Integrity. Just saying that word brings a sense of calm to my chest. It fills me with a sense of trust; I can trust myself, and I can trust others.
But the word “integrity” also carries a hint of surprise with it. The shock that, integrity, in today’s world is not expected.
Sadly, we have become accustomed to receiving twisted messages in advertising, politics and social media. This isn’t new news, but it is still important news. The commonplace use of biased information being shared as if it were objective truth, has diminished our ability to trust information. That is not the issue though.
Questioning and critically processing news and messages is extremely important.
However, this is what concerns me. I think that people have become so used to consuming biased information, we’ve adopted the pattern ourselves. Think about it: information is shared so quickly, especially on social media. And people often opine and make judgments in a moment’s notice. It seems there is very little time, or effort, put into gauging the integrity of information we share when it supports our opinions.
To preserve truthfulness we must use our words with integrity
People click ‘share’ and post articles or videos that seem to discuss important issues but instead they just share selective facts and promote specific worldviews.
And individuals can easily justify this because our post-modern society actually creates a safer environment for outrageous information to be shared than we may think.
For example, everyone can defend their own opinions and dismiss those that disagree on the grounds of skepticism or rogue ideologies. This reinforces the idea that there is no objective truth.
Therefore, choosing to speak up about an issue, or share an article that takes a strong political stance is all of a sudden way less risky for our egos. Because if people disagree with you, you can just write them off as any of the following: uniformed, brainwashed, selfish, self-righteous, less woke than you, etc.
The negative effects of communicating without integrity
At its worse, this trend can have the following effect: as communicators, we can reason that if nothing can be trusted, then what I say doesn’t need to be either. I can say what I want and make the claims that I want whether or not it’s true.
Now, let’s pump the breaks a bit. I want to clarify that I write this believing that most people do live with integrity. They are making decisions they’ve deemed to be best, and try to live in alignment with their values. I think that on an individual basis, people are doing the best they can, including in regards to how they communicate.
But it’s in our culture, right? Our culture is wack in this regard. The cultural norm is to be judgmental, hot-headed, narrow-minded and divisive. As a whole, in the United States, we are not a culture defined by integrity–especially in how we communicate.
For goodness sake, we have a president that tweets lies and consistently demeans and undermines anyone who challenges him. And since that drives the news cycle, we are beginning to find it normal!

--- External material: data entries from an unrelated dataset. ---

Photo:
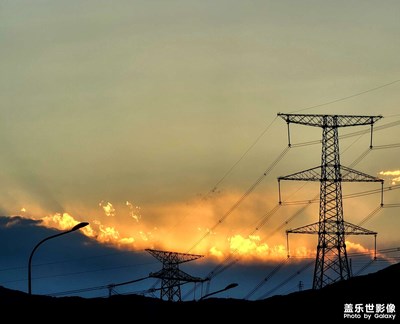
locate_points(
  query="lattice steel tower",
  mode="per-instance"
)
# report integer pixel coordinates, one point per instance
(331, 260)
(170, 274)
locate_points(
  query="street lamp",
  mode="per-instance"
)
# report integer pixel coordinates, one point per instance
(76, 227)
(230, 286)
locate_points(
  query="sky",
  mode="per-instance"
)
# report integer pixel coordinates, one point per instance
(157, 122)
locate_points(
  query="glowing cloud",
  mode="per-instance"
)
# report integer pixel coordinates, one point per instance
(134, 212)
(108, 208)
(394, 174)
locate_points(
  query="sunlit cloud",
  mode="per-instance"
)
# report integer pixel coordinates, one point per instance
(195, 226)
(134, 211)
(108, 208)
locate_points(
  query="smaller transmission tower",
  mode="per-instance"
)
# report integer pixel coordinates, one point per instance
(170, 274)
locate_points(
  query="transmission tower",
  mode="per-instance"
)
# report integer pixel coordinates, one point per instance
(331, 260)
(170, 274)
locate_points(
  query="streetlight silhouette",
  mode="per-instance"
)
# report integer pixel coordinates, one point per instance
(76, 227)
(230, 286)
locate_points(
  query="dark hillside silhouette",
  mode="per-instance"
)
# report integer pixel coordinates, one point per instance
(381, 287)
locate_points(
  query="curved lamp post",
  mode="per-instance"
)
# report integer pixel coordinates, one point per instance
(230, 286)
(76, 227)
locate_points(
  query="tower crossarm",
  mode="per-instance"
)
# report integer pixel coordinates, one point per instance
(347, 175)
(319, 120)
(178, 275)
(350, 175)
(173, 257)
(315, 228)
(313, 174)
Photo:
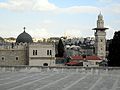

The more normal something becomes in culture, the easier it is to adopt it personally.
It is blood-boiling for me to see the ramifications careless, or unwise communication has real-life people. Whether it happens in relationships, in the workplace or in politics, words matter and they have an effect. That effect can be positive or negative, and, often, that is subjective. Ironic, I know.
I’m thankful for the awareness of fake news, and that many people are putting for the effort to check where the content their consuming is coming from. I think one of the ways we can further improve our culture’s norms is by contributing our own perspectives and thoughts from a place of integrity.
So to contribute to that effort, I’m going to share my ‘How to Write with Integrity’ list with you. I created this a while back when I was starting a writing project that I knew would be touching on certain hot-button issues.
Some items on the list are personal, some commonplace and others may be unexpected. But it has proved to be a helpful tool for me to filter my thoughts through before deciding to share them with the world. I hope it benefits you, too!
How to Write with Integrity
- Write what is true. Don’t try to appease.
- Nuance. Hold space for it. But draw attention to it only when necessary.
- Respect the intelligence and experience of my readers.
- Be honest and open about why certain issues have personal importance to me.
- I do not have to be angry to make a point.
- Seek the Lord and His wisdom. Write through uncertainty in prayer.
- Speak to my own knowledge-gaps with humility.
- Do not assume.
- Do not expect, but rather hope.
- Give credit to ideas stemmed from others.
- It’s okay to get political, but check your own biases first.
- You can learn anything. Don’t be afraid to ask hard questions or address tough topics.
- Work hard and don’t give up.
- Invite others into the process intentionally. Be careful about whose advice you take.
- Your worth does not hinge on what you create.
- Progress and growth often come through struggle. How you face adversity affects your growth.
- Remember Mom when you write. Celebrate, honor and appreciate her.
- Don’t let this become a burden. Writing and creating is a gift to enjoy.
- The lesson doesn’t always need to come at the end.